Because that he has sent to us [in] Babylon, saying, It [is] long, build houses and abide; and plant gardens and eat their fruit.”
29 Zefanja nu, de priester, had dezen brief gelezen voor de oren van den profeet Jeremia.
And Zephaniah the priest reads this letter in the ears of Jeremiah the prophet.

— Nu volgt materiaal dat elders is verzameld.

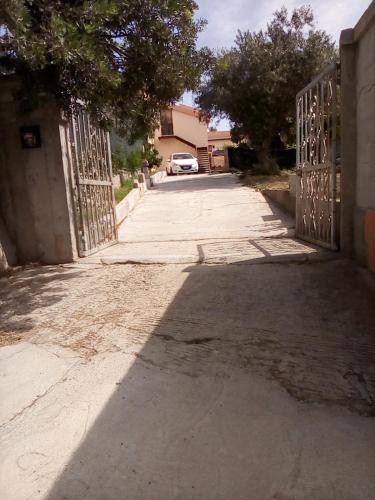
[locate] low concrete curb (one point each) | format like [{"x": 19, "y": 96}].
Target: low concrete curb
[
  {"x": 283, "y": 198},
  {"x": 127, "y": 205}
]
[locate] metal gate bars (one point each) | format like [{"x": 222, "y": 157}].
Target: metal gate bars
[
  {"x": 93, "y": 197},
  {"x": 317, "y": 126}
]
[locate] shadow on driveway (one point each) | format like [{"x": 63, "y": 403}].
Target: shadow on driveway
[{"x": 242, "y": 391}]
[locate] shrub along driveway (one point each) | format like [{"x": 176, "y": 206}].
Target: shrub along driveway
[{"x": 248, "y": 375}]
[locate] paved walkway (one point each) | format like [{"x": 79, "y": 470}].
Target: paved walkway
[
  {"x": 247, "y": 372},
  {"x": 211, "y": 219}
]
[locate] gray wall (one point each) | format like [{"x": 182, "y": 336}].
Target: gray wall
[
  {"x": 35, "y": 185},
  {"x": 358, "y": 139}
]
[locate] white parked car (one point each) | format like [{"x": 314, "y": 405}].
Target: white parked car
[{"x": 182, "y": 163}]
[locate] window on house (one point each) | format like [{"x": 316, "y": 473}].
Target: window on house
[{"x": 166, "y": 122}]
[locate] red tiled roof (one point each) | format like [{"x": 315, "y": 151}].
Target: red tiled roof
[
  {"x": 219, "y": 135},
  {"x": 189, "y": 110}
]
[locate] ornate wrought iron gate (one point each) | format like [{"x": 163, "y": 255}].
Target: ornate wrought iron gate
[
  {"x": 317, "y": 134},
  {"x": 93, "y": 196}
]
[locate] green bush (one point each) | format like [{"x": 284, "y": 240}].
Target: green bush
[
  {"x": 152, "y": 156},
  {"x": 123, "y": 190},
  {"x": 134, "y": 161},
  {"x": 119, "y": 159}
]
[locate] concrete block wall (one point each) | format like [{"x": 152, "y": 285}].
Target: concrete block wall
[
  {"x": 357, "y": 49},
  {"x": 35, "y": 184}
]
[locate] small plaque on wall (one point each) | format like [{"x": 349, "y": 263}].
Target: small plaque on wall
[{"x": 30, "y": 137}]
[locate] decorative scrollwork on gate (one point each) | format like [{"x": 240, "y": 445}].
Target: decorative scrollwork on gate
[
  {"x": 94, "y": 200},
  {"x": 317, "y": 125}
]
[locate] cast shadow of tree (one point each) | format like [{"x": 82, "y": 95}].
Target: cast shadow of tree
[
  {"x": 26, "y": 290},
  {"x": 190, "y": 419}
]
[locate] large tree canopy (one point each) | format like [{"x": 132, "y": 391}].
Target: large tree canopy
[
  {"x": 255, "y": 83},
  {"x": 125, "y": 59}
]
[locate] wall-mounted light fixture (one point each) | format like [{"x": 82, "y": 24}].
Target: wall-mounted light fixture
[{"x": 30, "y": 137}]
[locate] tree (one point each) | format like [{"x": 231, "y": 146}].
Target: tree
[
  {"x": 125, "y": 59},
  {"x": 254, "y": 84}
]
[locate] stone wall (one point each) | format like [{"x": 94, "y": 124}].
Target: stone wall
[
  {"x": 35, "y": 184},
  {"x": 357, "y": 48}
]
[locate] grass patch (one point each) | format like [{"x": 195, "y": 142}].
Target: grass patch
[
  {"x": 262, "y": 182},
  {"x": 123, "y": 190}
]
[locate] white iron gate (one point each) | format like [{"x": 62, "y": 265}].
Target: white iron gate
[
  {"x": 93, "y": 196},
  {"x": 317, "y": 137}
]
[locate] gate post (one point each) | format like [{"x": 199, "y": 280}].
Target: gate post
[{"x": 348, "y": 51}]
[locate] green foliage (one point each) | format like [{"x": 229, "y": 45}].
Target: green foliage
[
  {"x": 119, "y": 159},
  {"x": 152, "y": 156},
  {"x": 123, "y": 190},
  {"x": 134, "y": 161},
  {"x": 125, "y": 59},
  {"x": 255, "y": 83}
]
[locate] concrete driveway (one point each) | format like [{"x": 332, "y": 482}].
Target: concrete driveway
[
  {"x": 247, "y": 372},
  {"x": 204, "y": 218}
]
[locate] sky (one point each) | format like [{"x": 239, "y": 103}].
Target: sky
[{"x": 226, "y": 17}]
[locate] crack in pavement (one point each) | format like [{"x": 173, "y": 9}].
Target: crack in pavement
[{"x": 39, "y": 397}]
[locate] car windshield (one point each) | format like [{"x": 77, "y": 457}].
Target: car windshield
[{"x": 182, "y": 156}]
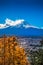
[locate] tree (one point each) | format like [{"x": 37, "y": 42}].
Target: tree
[{"x": 13, "y": 54}]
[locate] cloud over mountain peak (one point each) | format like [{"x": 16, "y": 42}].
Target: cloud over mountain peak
[
  {"x": 17, "y": 23},
  {"x": 9, "y": 22}
]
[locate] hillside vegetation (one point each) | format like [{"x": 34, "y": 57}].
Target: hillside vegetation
[{"x": 11, "y": 53}]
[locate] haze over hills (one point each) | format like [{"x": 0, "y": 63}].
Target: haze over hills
[{"x": 20, "y": 28}]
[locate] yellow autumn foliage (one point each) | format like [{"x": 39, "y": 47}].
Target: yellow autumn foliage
[{"x": 11, "y": 53}]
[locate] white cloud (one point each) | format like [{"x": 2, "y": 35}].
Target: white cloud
[
  {"x": 28, "y": 26},
  {"x": 9, "y": 22}
]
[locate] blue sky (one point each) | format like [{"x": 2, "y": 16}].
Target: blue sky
[{"x": 29, "y": 10}]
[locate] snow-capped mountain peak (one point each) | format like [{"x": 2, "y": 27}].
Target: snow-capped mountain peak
[{"x": 17, "y": 23}]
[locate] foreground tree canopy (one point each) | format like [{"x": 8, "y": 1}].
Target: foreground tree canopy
[{"x": 11, "y": 53}]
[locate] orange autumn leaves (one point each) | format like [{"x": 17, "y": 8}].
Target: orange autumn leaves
[{"x": 11, "y": 53}]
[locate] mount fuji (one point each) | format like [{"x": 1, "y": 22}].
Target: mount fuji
[{"x": 20, "y": 28}]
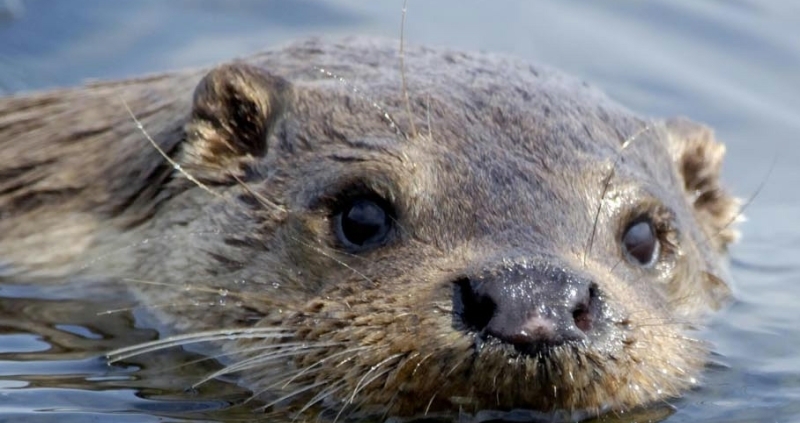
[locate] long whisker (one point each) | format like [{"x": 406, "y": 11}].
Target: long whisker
[
  {"x": 403, "y": 71},
  {"x": 607, "y": 185},
  {"x": 197, "y": 337}
]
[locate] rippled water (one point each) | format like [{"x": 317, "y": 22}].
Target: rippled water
[{"x": 732, "y": 64}]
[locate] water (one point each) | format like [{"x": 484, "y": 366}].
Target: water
[{"x": 732, "y": 64}]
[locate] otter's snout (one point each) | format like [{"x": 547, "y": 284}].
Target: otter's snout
[{"x": 529, "y": 307}]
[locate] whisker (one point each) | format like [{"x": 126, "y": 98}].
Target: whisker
[
  {"x": 360, "y": 385},
  {"x": 193, "y": 338},
  {"x": 607, "y": 185},
  {"x": 403, "y": 71},
  {"x": 245, "y": 364}
]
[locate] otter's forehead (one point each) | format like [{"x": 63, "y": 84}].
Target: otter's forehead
[{"x": 487, "y": 145}]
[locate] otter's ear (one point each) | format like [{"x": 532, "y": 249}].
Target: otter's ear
[
  {"x": 234, "y": 108},
  {"x": 698, "y": 157}
]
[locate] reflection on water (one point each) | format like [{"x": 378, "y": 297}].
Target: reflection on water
[{"x": 732, "y": 64}]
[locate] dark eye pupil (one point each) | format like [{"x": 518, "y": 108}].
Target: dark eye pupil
[
  {"x": 364, "y": 223},
  {"x": 640, "y": 243}
]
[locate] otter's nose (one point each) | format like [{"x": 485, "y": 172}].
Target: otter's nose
[{"x": 531, "y": 308}]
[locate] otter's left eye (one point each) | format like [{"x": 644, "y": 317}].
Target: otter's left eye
[
  {"x": 641, "y": 244},
  {"x": 363, "y": 224}
]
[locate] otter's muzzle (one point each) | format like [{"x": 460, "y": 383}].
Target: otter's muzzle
[{"x": 533, "y": 308}]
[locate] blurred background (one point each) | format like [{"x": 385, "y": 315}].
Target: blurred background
[{"x": 733, "y": 64}]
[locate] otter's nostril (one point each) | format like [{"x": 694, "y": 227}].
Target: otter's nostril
[
  {"x": 473, "y": 308},
  {"x": 582, "y": 314}
]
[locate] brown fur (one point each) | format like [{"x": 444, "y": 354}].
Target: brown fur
[{"x": 510, "y": 164}]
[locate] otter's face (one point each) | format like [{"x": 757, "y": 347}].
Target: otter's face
[{"x": 529, "y": 245}]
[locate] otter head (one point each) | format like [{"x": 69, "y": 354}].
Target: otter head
[{"x": 535, "y": 246}]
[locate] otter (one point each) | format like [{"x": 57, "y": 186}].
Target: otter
[{"x": 490, "y": 235}]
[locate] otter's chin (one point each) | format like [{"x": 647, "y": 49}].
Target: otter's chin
[{"x": 499, "y": 416}]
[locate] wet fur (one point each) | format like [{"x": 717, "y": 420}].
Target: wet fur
[{"x": 509, "y": 162}]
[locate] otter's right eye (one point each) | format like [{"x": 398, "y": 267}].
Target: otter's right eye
[
  {"x": 363, "y": 224},
  {"x": 641, "y": 244}
]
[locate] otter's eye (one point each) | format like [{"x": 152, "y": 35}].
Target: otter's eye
[
  {"x": 641, "y": 244},
  {"x": 363, "y": 224}
]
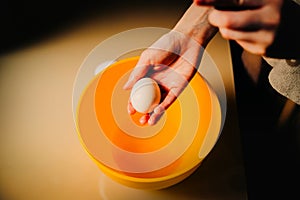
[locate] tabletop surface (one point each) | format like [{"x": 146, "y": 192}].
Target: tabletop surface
[{"x": 41, "y": 155}]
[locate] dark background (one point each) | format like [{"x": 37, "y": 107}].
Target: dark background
[{"x": 24, "y": 22}]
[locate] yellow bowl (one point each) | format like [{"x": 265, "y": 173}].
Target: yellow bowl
[{"x": 146, "y": 157}]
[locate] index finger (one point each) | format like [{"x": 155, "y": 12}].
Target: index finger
[{"x": 230, "y": 3}]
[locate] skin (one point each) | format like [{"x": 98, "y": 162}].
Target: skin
[
  {"x": 173, "y": 60},
  {"x": 252, "y": 24}
]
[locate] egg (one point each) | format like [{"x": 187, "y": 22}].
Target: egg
[{"x": 145, "y": 95}]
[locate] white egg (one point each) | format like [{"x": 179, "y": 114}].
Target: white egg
[{"x": 145, "y": 95}]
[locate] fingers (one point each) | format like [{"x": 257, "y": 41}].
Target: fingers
[
  {"x": 246, "y": 20},
  {"x": 253, "y": 42},
  {"x": 130, "y": 108},
  {"x": 161, "y": 108}
]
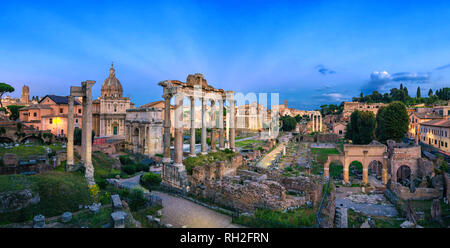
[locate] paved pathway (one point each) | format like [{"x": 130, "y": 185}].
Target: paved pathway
[{"x": 181, "y": 212}]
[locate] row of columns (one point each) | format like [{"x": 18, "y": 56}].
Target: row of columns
[
  {"x": 178, "y": 156},
  {"x": 85, "y": 91}
]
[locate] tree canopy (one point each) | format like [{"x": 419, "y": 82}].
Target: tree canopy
[
  {"x": 392, "y": 122},
  {"x": 5, "y": 88},
  {"x": 361, "y": 128}
]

30 Daarom geschiedde des HEEREN woord tot Jeremia, zeggende:
And there is a word of YHWH to Jeremiah, saying,
31 Zend henen tot allen, die gevankelijk weggevoerd zijn, zeggende: Zo zegt de HEERE van Semaja, den Nechelamiet: Omdat Semaja ulieden geprofeteerd heeft, daar Ik hem niet gezonden heb, en heeft gemaakt, dat gij op leugen vertrouwt;
“Send to all the expulsion, saying, Thus said YHWH concerning Shemaiah the Nehelamite: Because that Shemaiah prophesied to you, and I have not sent him, and he causes you to trust on falsehood,
32 Daarom zegt de HEERE alzo: Ziet, Ik zal bezoeking doen over Semaja, den Nechelamiet, en over zijn zaad; hij zal niemand hebben, die in het midden dezes volks wone, en zal het goede niet zien, dat Ik Mijn volke doen zal, spreekt de HEERE; want hij heeft een afval gesproken tegen den HEERE.
therefore, thus said YHWH: Behold, I am seeing after Shemaiah the Nehelamite, and after his seed, he has none dwelling in the midst of this people, nor does he look on the good that I am doing to My people,” a declaration of YHWH, “for he has spoken apostasy against YHWH.”